Monday, Jan. 13, 1947

Poison in Jest

Russia's purges are traditionally grim affairs. The conspicuous difference between the current nationwide"houseclean-ing" and others is the sprightly (and skin-crawling) humor with which the tares of the malefactors have been exhibited in the Soviet press. Thus the toughest sentence is doubly justified, since the defendants have been proved not only criminal but ridiculous.

The latest case is the "Olkhovatka Hermes." Olkhovatka is a remote rural region of the Russian Soviet Federated Socialist Republic. Its Hermes is one Comrade Vakhlin, the "unrelenting" prosecutor of a local committee engaged in snooping into irregularities on collective farms. He was nicknamed for the mythological Hermes, who, according to the Soviet press, once stole a sheep, saying to the owner as he made off: "Don't do as I do, do as I tell you."

Prosecutor Vakhlin, according to the same source, stole a collective cow from the Red Partisan Collective Farm. He had it processed into bologna, and invited the members of his committee to eat it with him. In due time, the committee decided that the time had come for the prosecutor himself to be prosecuted. Charge: he had not only stolen the cow, but pocketed the proceeds.

Cried Vakhlin: If the cow was collective, so is the guilt. "Did you eat the cow? Yes. So all must answer for it."

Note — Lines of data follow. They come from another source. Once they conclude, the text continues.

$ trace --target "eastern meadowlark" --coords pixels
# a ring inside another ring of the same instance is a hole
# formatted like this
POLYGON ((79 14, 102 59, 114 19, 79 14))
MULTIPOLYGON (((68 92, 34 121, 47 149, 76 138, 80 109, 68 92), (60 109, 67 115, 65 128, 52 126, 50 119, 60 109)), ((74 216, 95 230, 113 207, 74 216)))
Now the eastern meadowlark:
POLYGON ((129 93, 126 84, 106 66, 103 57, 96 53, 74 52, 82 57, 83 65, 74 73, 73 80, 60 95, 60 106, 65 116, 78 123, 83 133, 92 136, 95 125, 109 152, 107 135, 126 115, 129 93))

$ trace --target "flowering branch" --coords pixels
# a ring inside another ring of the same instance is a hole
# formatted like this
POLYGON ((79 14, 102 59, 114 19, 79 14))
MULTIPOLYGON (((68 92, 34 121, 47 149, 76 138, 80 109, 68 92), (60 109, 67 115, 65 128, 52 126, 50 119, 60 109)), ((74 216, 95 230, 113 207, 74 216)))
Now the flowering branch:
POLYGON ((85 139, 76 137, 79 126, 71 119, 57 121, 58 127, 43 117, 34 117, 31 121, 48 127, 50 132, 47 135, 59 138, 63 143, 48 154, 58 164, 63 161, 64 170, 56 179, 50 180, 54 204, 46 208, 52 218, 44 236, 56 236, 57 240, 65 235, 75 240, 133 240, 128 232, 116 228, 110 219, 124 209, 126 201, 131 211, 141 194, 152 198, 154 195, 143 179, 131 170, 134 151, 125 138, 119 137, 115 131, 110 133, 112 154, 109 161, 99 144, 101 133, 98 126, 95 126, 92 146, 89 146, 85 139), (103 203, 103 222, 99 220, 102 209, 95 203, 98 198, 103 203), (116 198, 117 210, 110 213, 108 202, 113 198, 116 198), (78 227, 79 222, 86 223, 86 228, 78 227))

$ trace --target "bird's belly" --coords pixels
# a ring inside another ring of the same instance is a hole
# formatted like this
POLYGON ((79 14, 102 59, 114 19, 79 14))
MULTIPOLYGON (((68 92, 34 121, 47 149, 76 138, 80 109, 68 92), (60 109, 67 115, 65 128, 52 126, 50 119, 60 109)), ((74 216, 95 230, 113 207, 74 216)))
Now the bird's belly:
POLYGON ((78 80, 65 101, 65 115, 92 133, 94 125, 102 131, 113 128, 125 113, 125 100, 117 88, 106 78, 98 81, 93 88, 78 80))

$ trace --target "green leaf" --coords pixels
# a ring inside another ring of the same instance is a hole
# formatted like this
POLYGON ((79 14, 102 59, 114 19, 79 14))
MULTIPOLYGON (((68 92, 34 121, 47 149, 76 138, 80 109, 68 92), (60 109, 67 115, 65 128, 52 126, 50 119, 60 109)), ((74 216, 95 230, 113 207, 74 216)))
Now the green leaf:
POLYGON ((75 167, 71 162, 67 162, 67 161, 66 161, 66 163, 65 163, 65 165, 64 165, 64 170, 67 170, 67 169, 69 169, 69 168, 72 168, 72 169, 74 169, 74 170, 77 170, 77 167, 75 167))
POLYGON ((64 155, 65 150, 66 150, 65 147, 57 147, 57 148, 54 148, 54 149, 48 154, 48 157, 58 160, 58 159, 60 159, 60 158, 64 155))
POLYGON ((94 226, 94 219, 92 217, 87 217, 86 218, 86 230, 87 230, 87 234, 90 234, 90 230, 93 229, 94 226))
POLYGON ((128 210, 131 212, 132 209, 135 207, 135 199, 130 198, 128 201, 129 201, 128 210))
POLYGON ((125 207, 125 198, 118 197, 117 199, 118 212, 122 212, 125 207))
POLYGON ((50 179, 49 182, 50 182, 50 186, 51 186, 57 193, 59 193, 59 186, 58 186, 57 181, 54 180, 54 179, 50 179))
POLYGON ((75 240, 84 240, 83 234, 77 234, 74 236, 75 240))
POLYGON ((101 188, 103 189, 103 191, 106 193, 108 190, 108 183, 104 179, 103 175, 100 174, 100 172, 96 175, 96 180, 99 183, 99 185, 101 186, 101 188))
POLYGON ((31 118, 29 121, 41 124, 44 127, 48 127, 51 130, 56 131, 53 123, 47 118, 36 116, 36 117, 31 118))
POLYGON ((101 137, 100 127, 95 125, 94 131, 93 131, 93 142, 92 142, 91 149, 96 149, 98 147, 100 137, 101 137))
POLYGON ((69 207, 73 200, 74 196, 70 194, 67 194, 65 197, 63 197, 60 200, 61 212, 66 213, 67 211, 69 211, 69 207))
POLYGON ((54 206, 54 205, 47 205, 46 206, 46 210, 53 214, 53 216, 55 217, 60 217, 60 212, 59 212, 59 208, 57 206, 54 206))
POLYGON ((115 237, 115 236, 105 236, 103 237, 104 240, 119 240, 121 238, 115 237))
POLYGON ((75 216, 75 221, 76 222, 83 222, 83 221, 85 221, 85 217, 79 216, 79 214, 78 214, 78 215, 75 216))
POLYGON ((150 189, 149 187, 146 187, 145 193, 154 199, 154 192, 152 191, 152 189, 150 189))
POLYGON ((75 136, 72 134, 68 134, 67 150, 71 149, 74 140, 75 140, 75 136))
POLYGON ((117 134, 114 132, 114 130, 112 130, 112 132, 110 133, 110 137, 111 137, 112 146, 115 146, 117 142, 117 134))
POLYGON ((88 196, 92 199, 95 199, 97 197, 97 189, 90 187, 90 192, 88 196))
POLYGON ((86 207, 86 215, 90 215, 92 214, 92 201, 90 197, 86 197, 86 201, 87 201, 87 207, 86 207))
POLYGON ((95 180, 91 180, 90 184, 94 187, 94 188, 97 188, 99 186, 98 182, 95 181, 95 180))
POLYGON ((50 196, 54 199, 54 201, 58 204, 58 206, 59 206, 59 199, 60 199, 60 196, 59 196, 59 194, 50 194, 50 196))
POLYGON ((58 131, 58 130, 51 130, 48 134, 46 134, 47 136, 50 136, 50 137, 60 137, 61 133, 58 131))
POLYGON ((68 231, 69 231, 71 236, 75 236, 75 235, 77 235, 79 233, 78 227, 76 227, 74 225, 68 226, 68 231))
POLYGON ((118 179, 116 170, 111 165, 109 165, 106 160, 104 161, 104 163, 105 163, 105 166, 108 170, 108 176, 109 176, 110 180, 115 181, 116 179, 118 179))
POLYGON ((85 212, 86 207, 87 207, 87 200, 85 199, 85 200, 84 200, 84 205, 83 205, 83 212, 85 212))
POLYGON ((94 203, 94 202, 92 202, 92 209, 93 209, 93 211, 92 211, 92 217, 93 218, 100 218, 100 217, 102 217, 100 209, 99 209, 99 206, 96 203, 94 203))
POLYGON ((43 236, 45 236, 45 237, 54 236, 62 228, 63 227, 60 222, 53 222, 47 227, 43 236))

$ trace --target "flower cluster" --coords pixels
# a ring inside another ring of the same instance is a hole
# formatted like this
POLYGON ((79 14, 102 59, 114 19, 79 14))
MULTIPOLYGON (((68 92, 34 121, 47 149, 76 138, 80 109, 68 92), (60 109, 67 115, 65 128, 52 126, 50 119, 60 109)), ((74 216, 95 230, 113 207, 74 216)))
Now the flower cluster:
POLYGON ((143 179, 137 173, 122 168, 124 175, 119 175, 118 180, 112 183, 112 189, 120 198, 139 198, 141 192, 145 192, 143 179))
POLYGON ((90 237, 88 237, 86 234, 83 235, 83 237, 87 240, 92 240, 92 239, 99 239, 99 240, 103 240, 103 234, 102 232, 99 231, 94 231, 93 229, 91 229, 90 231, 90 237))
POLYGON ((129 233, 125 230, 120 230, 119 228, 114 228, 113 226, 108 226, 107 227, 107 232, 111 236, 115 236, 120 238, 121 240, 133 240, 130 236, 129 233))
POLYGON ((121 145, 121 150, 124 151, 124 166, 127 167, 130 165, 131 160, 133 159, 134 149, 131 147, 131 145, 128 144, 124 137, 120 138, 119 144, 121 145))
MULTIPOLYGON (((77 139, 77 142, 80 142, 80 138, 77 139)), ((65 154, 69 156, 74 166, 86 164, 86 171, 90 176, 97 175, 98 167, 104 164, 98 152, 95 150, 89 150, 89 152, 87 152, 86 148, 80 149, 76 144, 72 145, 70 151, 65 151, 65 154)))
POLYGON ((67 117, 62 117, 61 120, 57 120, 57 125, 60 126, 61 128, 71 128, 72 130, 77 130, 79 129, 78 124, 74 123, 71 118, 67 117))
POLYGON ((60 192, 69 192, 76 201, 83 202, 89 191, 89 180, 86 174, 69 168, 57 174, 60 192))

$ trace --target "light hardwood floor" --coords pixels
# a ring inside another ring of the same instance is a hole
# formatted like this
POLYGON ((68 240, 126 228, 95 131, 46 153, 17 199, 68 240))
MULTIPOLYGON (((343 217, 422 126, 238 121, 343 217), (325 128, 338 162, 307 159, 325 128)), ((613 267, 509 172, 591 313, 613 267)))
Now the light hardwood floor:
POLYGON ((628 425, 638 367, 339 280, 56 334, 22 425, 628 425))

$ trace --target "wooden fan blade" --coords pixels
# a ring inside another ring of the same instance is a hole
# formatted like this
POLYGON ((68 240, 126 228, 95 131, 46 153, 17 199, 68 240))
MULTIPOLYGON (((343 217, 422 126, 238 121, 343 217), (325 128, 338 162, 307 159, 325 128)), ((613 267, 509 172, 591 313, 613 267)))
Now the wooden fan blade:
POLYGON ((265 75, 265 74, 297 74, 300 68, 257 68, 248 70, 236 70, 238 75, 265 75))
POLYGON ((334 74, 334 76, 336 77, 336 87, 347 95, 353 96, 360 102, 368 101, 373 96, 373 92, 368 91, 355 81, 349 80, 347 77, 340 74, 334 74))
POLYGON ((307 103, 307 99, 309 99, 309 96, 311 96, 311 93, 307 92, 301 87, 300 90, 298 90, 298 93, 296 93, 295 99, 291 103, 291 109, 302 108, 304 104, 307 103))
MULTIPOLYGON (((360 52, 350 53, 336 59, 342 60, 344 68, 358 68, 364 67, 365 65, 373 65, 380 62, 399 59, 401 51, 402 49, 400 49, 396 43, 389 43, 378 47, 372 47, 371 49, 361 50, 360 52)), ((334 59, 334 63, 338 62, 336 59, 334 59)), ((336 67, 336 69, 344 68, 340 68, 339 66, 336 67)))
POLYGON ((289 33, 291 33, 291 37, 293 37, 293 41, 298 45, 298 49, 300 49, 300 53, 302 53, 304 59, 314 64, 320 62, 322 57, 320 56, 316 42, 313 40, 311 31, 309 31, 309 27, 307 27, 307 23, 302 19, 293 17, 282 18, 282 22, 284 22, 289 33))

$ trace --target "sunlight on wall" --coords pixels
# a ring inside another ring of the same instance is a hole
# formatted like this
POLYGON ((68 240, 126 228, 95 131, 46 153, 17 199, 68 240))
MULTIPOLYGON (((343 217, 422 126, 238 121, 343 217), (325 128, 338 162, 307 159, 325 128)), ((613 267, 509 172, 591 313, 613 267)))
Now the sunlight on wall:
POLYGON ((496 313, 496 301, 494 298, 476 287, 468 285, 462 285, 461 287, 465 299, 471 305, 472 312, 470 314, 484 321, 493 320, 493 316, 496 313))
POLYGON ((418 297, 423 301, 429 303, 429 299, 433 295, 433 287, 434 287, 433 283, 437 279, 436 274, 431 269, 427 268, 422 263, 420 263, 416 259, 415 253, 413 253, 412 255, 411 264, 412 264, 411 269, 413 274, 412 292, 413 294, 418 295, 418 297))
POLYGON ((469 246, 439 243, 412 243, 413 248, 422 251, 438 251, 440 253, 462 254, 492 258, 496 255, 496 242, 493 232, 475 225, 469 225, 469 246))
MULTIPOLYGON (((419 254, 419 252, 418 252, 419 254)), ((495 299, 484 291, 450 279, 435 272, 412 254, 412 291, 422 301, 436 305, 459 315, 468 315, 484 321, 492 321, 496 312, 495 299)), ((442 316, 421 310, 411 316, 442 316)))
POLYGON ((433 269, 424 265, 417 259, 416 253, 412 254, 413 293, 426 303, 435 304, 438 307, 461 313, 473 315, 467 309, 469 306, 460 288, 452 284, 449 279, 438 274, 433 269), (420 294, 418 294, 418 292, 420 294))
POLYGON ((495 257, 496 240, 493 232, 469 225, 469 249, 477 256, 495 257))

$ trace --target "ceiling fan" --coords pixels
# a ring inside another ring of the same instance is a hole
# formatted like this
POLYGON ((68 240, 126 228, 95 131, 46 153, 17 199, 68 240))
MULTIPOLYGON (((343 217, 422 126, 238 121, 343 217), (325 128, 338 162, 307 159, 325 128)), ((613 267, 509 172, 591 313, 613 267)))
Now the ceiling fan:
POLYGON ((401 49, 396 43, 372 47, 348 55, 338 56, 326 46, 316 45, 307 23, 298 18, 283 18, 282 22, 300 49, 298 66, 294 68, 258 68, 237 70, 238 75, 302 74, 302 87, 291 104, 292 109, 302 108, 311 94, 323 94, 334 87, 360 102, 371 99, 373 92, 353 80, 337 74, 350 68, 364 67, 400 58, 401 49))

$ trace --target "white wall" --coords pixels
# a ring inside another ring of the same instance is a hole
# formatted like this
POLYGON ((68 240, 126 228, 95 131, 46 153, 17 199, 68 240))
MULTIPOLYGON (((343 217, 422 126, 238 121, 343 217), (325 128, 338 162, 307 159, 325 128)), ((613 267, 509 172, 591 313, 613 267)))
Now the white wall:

Despite this irrefutable logic, said the Soviet press, Comrade Vakhlin was expelled from the party and fired from his job. Later, for unstated reasons, he was reinstated in the party and is now trying to practice law. But, runs the coy official moral, "the cow won't be reincarnated and the bologna has been eaten." Minimum meaning: Siberia is vast, and there is always room there for another Russian.